I recently finished this book for middle grade readers about a girl who arrives in the United States from Haiti. Immigration stories for and about kids are rare—or maybe they just feel that way since once upon a time I was one of those kids.
The Year I Flew Away by Marie Arnold - This is a sweet take on the toll that immigration can take on a child. The use of magical realism keeps this rooted in the protagonist's Caribbean roots, even as it stakes a claim for the journey to this country as a uniquely American experience, however different it looks for everyone. Recommend for kids (and grown-ups) looking for themselves in literature about growing up in multiple places as well as for those who still live where they were born.
If you want immigration stories from the Caribbean for grownups, try this one.

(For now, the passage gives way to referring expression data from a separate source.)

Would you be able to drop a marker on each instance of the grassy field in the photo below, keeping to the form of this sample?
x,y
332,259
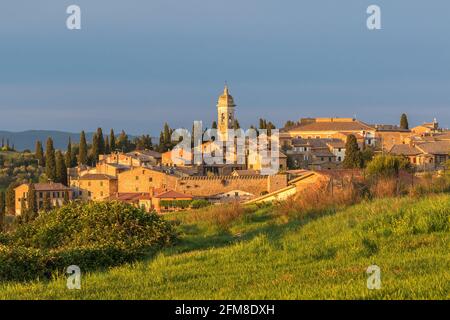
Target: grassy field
x,y
266,256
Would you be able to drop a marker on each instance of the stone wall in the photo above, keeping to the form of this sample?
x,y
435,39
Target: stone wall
x,y
208,186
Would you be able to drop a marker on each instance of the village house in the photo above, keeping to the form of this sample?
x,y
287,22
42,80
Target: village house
x,y
315,153
94,186
430,155
329,128
427,128
56,193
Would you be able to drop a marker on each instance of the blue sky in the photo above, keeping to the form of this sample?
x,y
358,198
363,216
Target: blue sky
x,y
138,63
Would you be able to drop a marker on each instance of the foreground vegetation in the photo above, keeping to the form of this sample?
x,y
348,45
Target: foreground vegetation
x,y
272,253
89,235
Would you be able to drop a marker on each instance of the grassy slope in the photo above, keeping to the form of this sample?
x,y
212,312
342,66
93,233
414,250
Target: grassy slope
x,y
324,258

How to Love a Jamaican by Alexia Arthurs - These stories, about Jamaicans in their homeland and the United States and about their journeys between the two places, don’t all land. But the collection is overall lovely and enjoyable to read. The best stories really sparkle, though, and convey that sense of longing and loneliness that the best immigration/diaspora stories do. The very first and the very last were my favorite.
Lastly, while we’re all still dreaming of travel and seeing friends for the first time in months . . .
Rules for Visiting by Jessica Francis Kane - This book may have benefited by coming after one I really disliked, but I enjoyed reading it so much, I didn’t feel like talking myself out of the fifth star. This story about a woman in her early forties who has leaned into her solitude after the death of her mother and decides to reconnect with her old friends really hit a sweet spot for me. I, too, wish I could spend more time with the friends I was close with during formative years and often wonder whether I am a good enough friend, what the bounds of friendship are and what our current world has done to reconfigure them in the face of technology and supposed connectedness. What does it mean to enter back into someone’s space long after you stopped inhabiting it regularly. There are so many interesting questions raised here about connection and how women relate to each other and need from each other as their lives evolve. Honestly, this was just a great, comforting read that made me want to visit all my old friends.